In addition, Clair de Lune is compositionally, the most adventurous piece of the suite. The positioning within the suite is important; it is the suite’s third movement, and is the lyrical climax of the suite. The use of structure and proportion within the movement is significant;
Most important of all, they show ways in which the forms are used to project the music’s dramatic and expressive qualities with maximum precision.
The opening theme of Clair De Lune is derived from music heard in the preceding movements of the suite. This is worth mentioning, as while Debussy has composed a movement that may itself warrant detailed analysis, it is important to remember that care has been taken with both compositional material and structure on a macroscopic level.

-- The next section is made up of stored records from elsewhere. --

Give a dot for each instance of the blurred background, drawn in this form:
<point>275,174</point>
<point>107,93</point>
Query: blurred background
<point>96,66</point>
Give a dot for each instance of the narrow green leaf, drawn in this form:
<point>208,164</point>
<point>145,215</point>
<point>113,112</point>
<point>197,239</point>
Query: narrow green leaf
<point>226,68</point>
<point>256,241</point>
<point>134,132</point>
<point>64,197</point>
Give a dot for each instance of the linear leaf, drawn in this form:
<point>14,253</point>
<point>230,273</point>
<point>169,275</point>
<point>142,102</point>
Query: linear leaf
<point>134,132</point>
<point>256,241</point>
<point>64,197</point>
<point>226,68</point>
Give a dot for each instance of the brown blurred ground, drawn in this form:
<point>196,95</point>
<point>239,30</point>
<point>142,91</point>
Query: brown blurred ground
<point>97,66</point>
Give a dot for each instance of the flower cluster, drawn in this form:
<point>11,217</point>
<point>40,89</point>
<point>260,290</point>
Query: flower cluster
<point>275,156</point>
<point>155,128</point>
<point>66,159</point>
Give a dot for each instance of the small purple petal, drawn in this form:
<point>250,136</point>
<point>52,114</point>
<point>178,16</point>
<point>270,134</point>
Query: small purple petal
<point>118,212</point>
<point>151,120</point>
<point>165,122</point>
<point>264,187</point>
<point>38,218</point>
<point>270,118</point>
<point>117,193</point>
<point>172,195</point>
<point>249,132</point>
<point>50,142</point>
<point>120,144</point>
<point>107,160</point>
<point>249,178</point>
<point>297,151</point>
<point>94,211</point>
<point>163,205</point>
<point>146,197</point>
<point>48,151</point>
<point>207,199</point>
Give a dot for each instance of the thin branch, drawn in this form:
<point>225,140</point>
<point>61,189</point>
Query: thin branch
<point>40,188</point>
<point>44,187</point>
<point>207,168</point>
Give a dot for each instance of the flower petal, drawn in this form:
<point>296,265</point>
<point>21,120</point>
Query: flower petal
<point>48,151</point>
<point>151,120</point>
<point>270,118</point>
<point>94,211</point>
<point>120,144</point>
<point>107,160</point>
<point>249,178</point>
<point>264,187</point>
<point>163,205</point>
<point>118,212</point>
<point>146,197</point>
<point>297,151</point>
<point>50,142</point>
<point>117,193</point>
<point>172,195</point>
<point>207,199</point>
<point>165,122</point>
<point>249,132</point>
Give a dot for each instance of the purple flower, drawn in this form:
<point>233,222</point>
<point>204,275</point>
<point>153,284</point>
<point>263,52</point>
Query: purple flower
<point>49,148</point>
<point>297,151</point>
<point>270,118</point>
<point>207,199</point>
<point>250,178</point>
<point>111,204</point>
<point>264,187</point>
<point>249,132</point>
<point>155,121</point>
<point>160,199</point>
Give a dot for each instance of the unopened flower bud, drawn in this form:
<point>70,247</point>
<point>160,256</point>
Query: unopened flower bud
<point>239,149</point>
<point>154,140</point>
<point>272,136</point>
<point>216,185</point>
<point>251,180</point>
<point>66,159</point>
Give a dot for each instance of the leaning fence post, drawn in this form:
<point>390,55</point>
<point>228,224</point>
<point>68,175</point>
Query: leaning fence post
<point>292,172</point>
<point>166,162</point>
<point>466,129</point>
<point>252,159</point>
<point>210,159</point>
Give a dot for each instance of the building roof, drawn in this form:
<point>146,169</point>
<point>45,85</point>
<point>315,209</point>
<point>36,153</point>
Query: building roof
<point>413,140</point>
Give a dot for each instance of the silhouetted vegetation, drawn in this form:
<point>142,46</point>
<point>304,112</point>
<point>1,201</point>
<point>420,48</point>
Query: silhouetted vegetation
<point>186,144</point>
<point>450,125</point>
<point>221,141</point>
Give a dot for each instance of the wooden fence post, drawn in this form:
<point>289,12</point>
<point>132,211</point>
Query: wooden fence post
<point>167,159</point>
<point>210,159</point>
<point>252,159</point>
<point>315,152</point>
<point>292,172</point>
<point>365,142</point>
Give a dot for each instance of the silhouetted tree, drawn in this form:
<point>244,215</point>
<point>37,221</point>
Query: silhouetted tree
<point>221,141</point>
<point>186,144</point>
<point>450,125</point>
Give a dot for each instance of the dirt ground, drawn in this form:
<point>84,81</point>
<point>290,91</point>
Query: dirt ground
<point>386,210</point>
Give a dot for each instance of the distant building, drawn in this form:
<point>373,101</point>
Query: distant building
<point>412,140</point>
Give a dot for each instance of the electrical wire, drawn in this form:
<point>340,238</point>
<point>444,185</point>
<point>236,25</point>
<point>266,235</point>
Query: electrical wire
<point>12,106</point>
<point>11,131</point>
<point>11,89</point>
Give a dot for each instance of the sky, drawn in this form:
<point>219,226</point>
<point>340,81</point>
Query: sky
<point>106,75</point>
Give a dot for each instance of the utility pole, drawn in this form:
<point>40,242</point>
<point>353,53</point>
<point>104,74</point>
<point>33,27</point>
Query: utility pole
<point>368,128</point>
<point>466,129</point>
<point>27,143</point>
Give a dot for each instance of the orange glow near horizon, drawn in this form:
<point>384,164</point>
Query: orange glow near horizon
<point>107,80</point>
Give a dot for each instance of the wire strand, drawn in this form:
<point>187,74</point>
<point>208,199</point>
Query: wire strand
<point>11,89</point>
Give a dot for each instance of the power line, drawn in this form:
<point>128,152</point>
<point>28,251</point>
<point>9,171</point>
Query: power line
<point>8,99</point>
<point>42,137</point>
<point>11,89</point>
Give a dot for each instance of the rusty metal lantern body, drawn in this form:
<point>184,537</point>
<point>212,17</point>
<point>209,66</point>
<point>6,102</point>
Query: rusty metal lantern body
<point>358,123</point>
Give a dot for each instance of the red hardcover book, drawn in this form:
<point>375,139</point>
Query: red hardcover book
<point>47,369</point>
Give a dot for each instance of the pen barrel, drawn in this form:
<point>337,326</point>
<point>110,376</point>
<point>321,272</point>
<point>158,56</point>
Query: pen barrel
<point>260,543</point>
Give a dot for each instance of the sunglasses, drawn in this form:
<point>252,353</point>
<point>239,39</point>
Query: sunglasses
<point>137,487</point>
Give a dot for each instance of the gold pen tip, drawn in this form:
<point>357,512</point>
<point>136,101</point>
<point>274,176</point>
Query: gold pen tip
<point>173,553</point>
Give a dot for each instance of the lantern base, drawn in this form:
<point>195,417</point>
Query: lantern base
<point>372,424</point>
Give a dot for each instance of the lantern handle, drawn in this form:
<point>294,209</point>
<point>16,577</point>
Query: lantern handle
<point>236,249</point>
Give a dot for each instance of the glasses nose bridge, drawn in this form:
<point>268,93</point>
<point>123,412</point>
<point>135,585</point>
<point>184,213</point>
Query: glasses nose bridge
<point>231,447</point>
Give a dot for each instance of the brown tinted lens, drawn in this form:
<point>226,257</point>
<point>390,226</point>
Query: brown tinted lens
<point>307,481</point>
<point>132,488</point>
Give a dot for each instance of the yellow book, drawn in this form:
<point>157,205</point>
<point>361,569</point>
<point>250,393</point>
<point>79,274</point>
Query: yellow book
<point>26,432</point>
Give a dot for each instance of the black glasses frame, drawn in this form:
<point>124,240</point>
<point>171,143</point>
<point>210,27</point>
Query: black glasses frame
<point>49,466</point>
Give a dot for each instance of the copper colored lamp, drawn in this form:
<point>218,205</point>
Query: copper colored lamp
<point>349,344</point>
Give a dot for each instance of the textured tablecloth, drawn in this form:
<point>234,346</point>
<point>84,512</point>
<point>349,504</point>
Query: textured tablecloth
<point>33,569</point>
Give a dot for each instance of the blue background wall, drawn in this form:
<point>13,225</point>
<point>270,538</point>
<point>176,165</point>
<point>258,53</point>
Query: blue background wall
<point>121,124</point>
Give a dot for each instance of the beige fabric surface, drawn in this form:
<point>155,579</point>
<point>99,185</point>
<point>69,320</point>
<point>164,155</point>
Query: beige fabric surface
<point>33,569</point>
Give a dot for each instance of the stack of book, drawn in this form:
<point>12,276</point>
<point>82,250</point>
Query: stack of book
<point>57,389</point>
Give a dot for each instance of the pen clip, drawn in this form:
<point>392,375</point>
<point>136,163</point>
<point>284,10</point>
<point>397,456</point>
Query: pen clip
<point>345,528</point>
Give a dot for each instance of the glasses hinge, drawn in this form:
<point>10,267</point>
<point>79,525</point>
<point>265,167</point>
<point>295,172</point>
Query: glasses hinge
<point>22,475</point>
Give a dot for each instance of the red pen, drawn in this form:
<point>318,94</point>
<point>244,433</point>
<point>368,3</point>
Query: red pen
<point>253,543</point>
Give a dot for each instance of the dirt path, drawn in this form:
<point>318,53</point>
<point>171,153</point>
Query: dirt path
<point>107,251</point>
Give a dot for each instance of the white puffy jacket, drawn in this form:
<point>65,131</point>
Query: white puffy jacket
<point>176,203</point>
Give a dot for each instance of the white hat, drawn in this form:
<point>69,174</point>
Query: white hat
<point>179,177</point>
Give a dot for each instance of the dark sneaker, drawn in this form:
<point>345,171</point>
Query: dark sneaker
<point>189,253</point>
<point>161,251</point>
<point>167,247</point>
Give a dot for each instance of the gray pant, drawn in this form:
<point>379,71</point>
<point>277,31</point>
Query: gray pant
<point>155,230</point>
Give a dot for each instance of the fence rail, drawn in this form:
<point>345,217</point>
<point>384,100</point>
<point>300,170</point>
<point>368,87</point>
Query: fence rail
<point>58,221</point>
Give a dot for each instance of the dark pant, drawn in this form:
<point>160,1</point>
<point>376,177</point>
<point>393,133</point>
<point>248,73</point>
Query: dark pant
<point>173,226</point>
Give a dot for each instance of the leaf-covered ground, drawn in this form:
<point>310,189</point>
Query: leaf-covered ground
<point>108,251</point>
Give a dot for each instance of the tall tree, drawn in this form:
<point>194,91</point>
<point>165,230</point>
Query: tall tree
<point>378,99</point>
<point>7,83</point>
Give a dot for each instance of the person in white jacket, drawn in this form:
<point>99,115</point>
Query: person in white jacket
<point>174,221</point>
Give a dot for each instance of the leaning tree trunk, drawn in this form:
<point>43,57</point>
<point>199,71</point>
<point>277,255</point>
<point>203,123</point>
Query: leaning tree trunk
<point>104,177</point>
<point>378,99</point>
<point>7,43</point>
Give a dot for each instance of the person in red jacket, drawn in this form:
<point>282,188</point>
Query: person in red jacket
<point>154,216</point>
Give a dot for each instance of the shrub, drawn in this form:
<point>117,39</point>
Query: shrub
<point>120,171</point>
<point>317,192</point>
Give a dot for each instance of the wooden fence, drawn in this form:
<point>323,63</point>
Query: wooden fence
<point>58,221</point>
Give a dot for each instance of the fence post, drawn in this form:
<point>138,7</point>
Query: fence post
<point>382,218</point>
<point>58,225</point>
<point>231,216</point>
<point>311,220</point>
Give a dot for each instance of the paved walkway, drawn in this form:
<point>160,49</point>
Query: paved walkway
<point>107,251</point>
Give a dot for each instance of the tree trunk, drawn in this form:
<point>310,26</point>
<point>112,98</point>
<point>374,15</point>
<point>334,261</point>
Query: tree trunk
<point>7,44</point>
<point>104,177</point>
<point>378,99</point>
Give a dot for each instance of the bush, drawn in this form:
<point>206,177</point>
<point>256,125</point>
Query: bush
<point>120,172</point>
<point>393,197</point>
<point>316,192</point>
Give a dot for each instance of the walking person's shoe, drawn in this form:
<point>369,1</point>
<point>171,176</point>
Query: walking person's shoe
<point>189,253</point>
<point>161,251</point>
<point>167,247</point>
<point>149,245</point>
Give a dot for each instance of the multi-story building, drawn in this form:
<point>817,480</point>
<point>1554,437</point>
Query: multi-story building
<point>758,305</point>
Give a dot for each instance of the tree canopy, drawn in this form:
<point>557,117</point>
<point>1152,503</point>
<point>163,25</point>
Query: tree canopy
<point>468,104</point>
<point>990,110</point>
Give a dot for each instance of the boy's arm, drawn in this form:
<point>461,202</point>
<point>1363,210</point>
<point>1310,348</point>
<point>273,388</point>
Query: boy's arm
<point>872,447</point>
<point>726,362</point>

While the overall structure of the movement is ambiguous, the form best fitting the movement is ternary form, extended by a coda created from material originating in section B. On a superficial level, the overall structure of ternary form; A B A, fits the structure of the movement well. In ternary form, the first and third sections (A) are normally identical, although commonly, the third section will feature more ornamentation than the first section; while the middle section (B) contrasts sharply with it. The thematic material in the A and B sections would sharply contrast; which they do here. An alternative to ternary form could be rounded binary form, again with an added coda. While the general structure ABa fits the music, the form is less likely to be rounded binary because two main themes are used, therefore the music is not monothematic, nor are the sections harmonically open. The movement remains mostly in the tonic, the only modulation occurring in bars 37-42, which means the sections are harmonically closed.